Pour Peirce la relation triadique qui fonde le signe et la sémiose n’est en effet valable qu’en autant que la suite des interprétants ne s’interrompe pas. Peirce ne dit pas que l’interruption de celle-ci signifierait la fin de la signification, mais bien qu’il est du caractère essentiel de la sémiose de ne pas s’arrêter, ni en fait ni en droit. Peirce l’énonce clairement : « Si la série des interprétants successifs s’arrête, le signe devient par là même à tout le moins imparfait. (Peirce et Deledalle 1978, 126) » Se trouve ainsi affirmé le caractère structurellement virtuel et infini de la sémiose. Celui-ci découle de la règle de récursion qui est nécessairement inscrite dans la relation triadique en général et dans l’action de l’interprétant en particulier.
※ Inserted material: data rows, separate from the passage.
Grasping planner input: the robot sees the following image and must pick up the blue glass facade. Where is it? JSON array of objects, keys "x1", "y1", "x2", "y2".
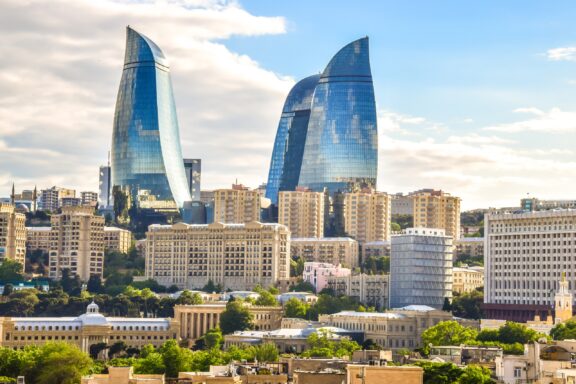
[
  {"x1": 266, "y1": 75, "x2": 320, "y2": 205},
  {"x1": 266, "y1": 37, "x2": 378, "y2": 204},
  {"x1": 111, "y1": 27, "x2": 191, "y2": 208},
  {"x1": 298, "y1": 37, "x2": 378, "y2": 193}
]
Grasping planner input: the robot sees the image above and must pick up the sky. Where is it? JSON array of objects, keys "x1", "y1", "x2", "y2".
[{"x1": 0, "y1": 0, "x2": 576, "y2": 209}]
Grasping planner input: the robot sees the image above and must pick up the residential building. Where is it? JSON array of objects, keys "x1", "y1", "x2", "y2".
[
  {"x1": 49, "y1": 207, "x2": 104, "y2": 281},
  {"x1": 410, "y1": 189, "x2": 461, "y2": 239},
  {"x1": 290, "y1": 237, "x2": 359, "y2": 268},
  {"x1": 302, "y1": 261, "x2": 352, "y2": 292},
  {"x1": 0, "y1": 302, "x2": 180, "y2": 353},
  {"x1": 80, "y1": 367, "x2": 165, "y2": 384},
  {"x1": 362, "y1": 240, "x2": 390, "y2": 260},
  {"x1": 146, "y1": 221, "x2": 290, "y2": 290},
  {"x1": 26, "y1": 227, "x2": 52, "y2": 253},
  {"x1": 98, "y1": 165, "x2": 113, "y2": 209},
  {"x1": 483, "y1": 210, "x2": 576, "y2": 322},
  {"x1": 174, "y1": 302, "x2": 283, "y2": 343},
  {"x1": 80, "y1": 192, "x2": 98, "y2": 207},
  {"x1": 266, "y1": 37, "x2": 378, "y2": 203},
  {"x1": 452, "y1": 266, "x2": 484, "y2": 293},
  {"x1": 214, "y1": 184, "x2": 260, "y2": 223},
  {"x1": 454, "y1": 237, "x2": 484, "y2": 258},
  {"x1": 184, "y1": 159, "x2": 202, "y2": 201},
  {"x1": 327, "y1": 273, "x2": 390, "y2": 310},
  {"x1": 278, "y1": 188, "x2": 324, "y2": 238},
  {"x1": 319, "y1": 305, "x2": 478, "y2": 349},
  {"x1": 344, "y1": 189, "x2": 390, "y2": 245},
  {"x1": 390, "y1": 228, "x2": 452, "y2": 309},
  {"x1": 0, "y1": 203, "x2": 26, "y2": 272},
  {"x1": 104, "y1": 227, "x2": 132, "y2": 253},
  {"x1": 111, "y1": 27, "x2": 192, "y2": 210}
]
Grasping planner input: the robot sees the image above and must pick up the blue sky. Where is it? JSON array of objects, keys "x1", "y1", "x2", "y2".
[{"x1": 0, "y1": 0, "x2": 576, "y2": 209}]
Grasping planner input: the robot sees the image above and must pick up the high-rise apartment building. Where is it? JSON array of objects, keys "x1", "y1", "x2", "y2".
[
  {"x1": 0, "y1": 203, "x2": 26, "y2": 272},
  {"x1": 344, "y1": 190, "x2": 390, "y2": 244},
  {"x1": 111, "y1": 27, "x2": 191, "y2": 209},
  {"x1": 98, "y1": 165, "x2": 112, "y2": 209},
  {"x1": 266, "y1": 37, "x2": 378, "y2": 203},
  {"x1": 80, "y1": 192, "x2": 98, "y2": 207},
  {"x1": 483, "y1": 210, "x2": 576, "y2": 321},
  {"x1": 278, "y1": 189, "x2": 324, "y2": 238},
  {"x1": 184, "y1": 159, "x2": 202, "y2": 201},
  {"x1": 214, "y1": 184, "x2": 260, "y2": 223},
  {"x1": 49, "y1": 206, "x2": 104, "y2": 281},
  {"x1": 390, "y1": 228, "x2": 452, "y2": 309},
  {"x1": 104, "y1": 227, "x2": 132, "y2": 253},
  {"x1": 146, "y1": 221, "x2": 290, "y2": 290},
  {"x1": 402, "y1": 189, "x2": 461, "y2": 239},
  {"x1": 290, "y1": 237, "x2": 360, "y2": 268}
]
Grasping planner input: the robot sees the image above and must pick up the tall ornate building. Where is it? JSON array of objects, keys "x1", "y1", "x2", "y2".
[
  {"x1": 266, "y1": 37, "x2": 378, "y2": 203},
  {"x1": 111, "y1": 27, "x2": 191, "y2": 208},
  {"x1": 0, "y1": 203, "x2": 26, "y2": 269},
  {"x1": 48, "y1": 207, "x2": 104, "y2": 281}
]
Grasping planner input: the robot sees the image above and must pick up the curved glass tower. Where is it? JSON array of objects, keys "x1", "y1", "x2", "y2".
[
  {"x1": 298, "y1": 37, "x2": 378, "y2": 193},
  {"x1": 111, "y1": 27, "x2": 191, "y2": 208},
  {"x1": 266, "y1": 75, "x2": 320, "y2": 204}
]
Cela implique que
la signification d’une représentation ne peut être qu’une représentation. En fait elle n’est que la représentation elle-même, conçue comme dépouillée de son vêtement non pertinent. Mais ce vêtement ne peut être complètement ôté ; on ne le change que pour quelque chose de plus diaphane. De sorte qu’il y a ici une régression à l’infini. Finalement, l’interprétant n’est qu’une autre représentation à laquelle on passe le flambeau de la vérité ; et en tant que représentation, il a à son tour un interprétant. D’où une autre série infinie.[5]
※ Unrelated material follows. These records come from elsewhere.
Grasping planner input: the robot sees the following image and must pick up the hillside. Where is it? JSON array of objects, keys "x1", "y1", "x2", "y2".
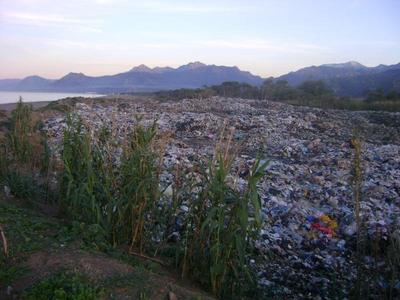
[
  {"x1": 276, "y1": 62, "x2": 400, "y2": 97},
  {"x1": 0, "y1": 62, "x2": 263, "y2": 93}
]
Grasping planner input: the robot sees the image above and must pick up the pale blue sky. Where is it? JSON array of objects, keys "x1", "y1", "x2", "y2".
[{"x1": 0, "y1": 0, "x2": 400, "y2": 78}]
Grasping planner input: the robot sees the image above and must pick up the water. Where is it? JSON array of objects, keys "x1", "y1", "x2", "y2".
[{"x1": 0, "y1": 91, "x2": 103, "y2": 104}]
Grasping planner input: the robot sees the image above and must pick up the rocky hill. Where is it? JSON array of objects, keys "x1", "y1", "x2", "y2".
[{"x1": 0, "y1": 62, "x2": 263, "y2": 93}]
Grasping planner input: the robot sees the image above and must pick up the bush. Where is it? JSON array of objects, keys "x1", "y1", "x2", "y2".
[{"x1": 23, "y1": 272, "x2": 102, "y2": 300}]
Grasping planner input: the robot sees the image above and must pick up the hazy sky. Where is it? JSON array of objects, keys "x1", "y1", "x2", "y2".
[{"x1": 0, "y1": 0, "x2": 400, "y2": 78}]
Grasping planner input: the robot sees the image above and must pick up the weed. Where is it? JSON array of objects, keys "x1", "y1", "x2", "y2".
[
  {"x1": 176, "y1": 132, "x2": 267, "y2": 298},
  {"x1": 23, "y1": 272, "x2": 103, "y2": 300},
  {"x1": 116, "y1": 118, "x2": 159, "y2": 252}
]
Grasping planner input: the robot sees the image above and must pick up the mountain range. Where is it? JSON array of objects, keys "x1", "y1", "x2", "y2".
[
  {"x1": 0, "y1": 62, "x2": 263, "y2": 94},
  {"x1": 276, "y1": 61, "x2": 400, "y2": 97},
  {"x1": 0, "y1": 61, "x2": 400, "y2": 97}
]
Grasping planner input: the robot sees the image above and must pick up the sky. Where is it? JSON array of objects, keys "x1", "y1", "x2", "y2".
[{"x1": 0, "y1": 0, "x2": 400, "y2": 79}]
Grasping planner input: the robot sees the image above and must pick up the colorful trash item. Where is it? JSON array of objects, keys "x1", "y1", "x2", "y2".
[{"x1": 306, "y1": 214, "x2": 338, "y2": 237}]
(C.S. Peirce in Chauviré 1995, 78)
Cela ne signifie pas que le processus de sémiose doive se poursuivre effectivement à l’infini, mais cela marque plutôt la possibilité pure et simple d’être interprété de tout representamen, car « bien qu’aucun representamen ne fonctionne réellement comme signe tant qu’il ne détermine pas réellement un interprétant, il devient cependant un representamen sitôt qu’il est pleinement capable de déterminer un interprétant. (Peirce et Deledalle 1978, 148) » Il n’y a toutefois signe (et non plus seulement representamen), donc signification, qu’en autant que la suite des interprétants possibles se poursuive virtuellement à l’infini. Cela signifie que la possibilité théorique de retrouver un signifié ultime (sens ou chose) n’existe pas parce qu’un tel signifié impliquerait la fin de la série des interprétants. Or la poursuite virtuelle des interprétants constitue pour Peirce la base du processus signifiant. Son corollaire est également l’impossibilité du signifié ultime.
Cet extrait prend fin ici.